The 34-year-old striker belongs to the group of Morata, Jesé, Carvajal, Lucas Vázquez and Nacho. Together they were promoted to the Second Division with Castilla in 2012, with Joselu scoring in pairs (26 in total), but he had to be sold for six million to Hoffenheim. There he was welcomed as coach by Markus Babbel, that former Bayern and Liverpool player. “The first thing we did was send him to the gym because it was clear that he had a goal and technique, but in the Bundesliga you need to gain strength,” the coach commented this Thursday, who admits that, despite the faith he had in him, he never imagined that he would end up so above.

However, its premiere abroad did not work. He only scored five goals. “He arrived at a difficult place that year,” Babbel points out. “They fired me, then my successor (Marco Kurz), and the expectations were extraordinary with him. “He had the Real Madrid label,” he points out.

He improved at Eintracht (14 goals) and Hannover (10), although Joselu’s career continued to struggle to take off. Nor did he do very well at Stoke, where he made good friends with former Barça players Bojan Krkic and Marc Muniesa, nor at Rafa Benítez’s Newcastle, the last stop before Alavés. In Vitoria he scored 36 targets in three courses, but his departure also had its point of conflict. According to him he published a few days ago The mail, a court ruling considered it proven that he threatened the Basque club with lowering its performance if it activated automatic renewal. The team was about to be relegated and ended up going to Espanyol.

Carlo Ancelotti proposed Harry Kane to replace Karim Benzema, and received Joselu on loan. In the Galician he valued, however, his header and area finisher profile, one of the oldest jobs in football that the Italian missed against rivals who applied the bolt. In the two previous courses, there were several times that he regretted not having that resource after some slip-up against quartered teams. A guy to hang balls on when his fine foot wasn’t enough.

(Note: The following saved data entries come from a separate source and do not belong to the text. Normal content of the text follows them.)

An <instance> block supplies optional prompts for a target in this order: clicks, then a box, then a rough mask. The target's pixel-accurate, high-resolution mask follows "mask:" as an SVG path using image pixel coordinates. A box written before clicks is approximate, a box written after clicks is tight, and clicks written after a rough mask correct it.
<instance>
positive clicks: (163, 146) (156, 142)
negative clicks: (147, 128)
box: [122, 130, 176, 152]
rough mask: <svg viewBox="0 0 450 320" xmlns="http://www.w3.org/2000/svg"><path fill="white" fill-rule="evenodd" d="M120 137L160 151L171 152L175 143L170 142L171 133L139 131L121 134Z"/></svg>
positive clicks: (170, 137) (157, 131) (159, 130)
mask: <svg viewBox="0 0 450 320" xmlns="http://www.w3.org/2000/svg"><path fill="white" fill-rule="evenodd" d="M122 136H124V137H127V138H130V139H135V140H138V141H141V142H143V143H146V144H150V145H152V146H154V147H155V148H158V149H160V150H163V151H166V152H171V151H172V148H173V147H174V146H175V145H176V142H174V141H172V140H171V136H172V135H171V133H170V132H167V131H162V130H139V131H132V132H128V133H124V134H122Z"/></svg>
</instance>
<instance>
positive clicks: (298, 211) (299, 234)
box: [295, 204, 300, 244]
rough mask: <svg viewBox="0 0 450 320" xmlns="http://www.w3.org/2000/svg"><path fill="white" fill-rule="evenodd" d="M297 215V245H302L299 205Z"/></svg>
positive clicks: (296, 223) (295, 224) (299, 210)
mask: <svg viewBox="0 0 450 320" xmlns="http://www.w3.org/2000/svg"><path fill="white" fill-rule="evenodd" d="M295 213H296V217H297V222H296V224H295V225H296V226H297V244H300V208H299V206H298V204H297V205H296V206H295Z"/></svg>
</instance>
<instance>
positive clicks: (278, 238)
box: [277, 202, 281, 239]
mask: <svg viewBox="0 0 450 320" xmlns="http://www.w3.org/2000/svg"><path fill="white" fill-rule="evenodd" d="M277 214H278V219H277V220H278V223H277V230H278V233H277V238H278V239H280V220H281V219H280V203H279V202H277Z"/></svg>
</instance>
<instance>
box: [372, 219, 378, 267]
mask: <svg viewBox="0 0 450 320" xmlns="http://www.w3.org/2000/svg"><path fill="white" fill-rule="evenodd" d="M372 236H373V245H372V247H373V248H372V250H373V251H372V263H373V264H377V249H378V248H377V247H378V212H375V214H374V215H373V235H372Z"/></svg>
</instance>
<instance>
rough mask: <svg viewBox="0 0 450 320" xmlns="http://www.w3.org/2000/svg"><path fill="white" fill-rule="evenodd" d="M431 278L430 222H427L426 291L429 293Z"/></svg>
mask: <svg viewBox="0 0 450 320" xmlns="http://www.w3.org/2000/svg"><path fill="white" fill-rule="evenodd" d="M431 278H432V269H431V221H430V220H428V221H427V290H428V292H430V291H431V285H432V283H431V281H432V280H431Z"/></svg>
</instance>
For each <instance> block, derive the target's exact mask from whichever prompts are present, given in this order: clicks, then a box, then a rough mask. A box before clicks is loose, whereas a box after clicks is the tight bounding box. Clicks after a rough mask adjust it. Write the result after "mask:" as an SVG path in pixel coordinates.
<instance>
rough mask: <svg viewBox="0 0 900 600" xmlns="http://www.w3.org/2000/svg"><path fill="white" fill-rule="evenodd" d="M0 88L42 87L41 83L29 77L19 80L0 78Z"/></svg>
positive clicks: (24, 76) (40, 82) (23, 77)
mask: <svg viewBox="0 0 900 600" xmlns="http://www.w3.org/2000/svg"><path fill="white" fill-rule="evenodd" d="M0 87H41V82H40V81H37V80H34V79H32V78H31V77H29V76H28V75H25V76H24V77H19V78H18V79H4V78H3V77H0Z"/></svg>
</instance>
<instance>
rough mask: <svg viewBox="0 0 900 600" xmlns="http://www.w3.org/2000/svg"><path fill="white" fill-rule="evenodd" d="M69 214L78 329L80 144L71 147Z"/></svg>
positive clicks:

Two shots on goal in nine games

Madrid was so unaccustomed to this profile that sometimes the coach had to remind the players that if Joselu was on the field they had to put balls over him. “When you have a striker of this structure (1.91), you have to at least put in seven or eight well-made crosses. He offers us different characteristics,” he warned after defeating Unión Berlin (2-3) with two of his own goals.

An example of late success, and even more so after Wednesday, he has 17 goals and enjoys the best ratio of his career (one every 112 minutes), although before his epic against Bayern he came from a prolonged period of decline. Since he scored in Vallecas at the beginning of February until his filling goal on Saturday against Cádiz (3-0), he only had two shots on goal in nine games. And in the entire Champions League knockout phase, he has only appeared on the field for 27 minutes. None in Manchester, but in the emergency on Wednesday, Davide Ancelotti proposed to his father to pull him in the 81st minute. The results were miraculous. “I have scored goals throughout my career and I don’t think it won’t be like that now,” he had announced in his presentation, after having made his debut at almost 33 with the national team, with which he is aiming for the European Championship.

Appreciated in the locker room and grateful for so many seasons spent playing for platoon teams, his future is one of the club’s pending issues. Ancelotti already said it months ago: “he is doing everything necessary to stay.” And even more so after Bayern.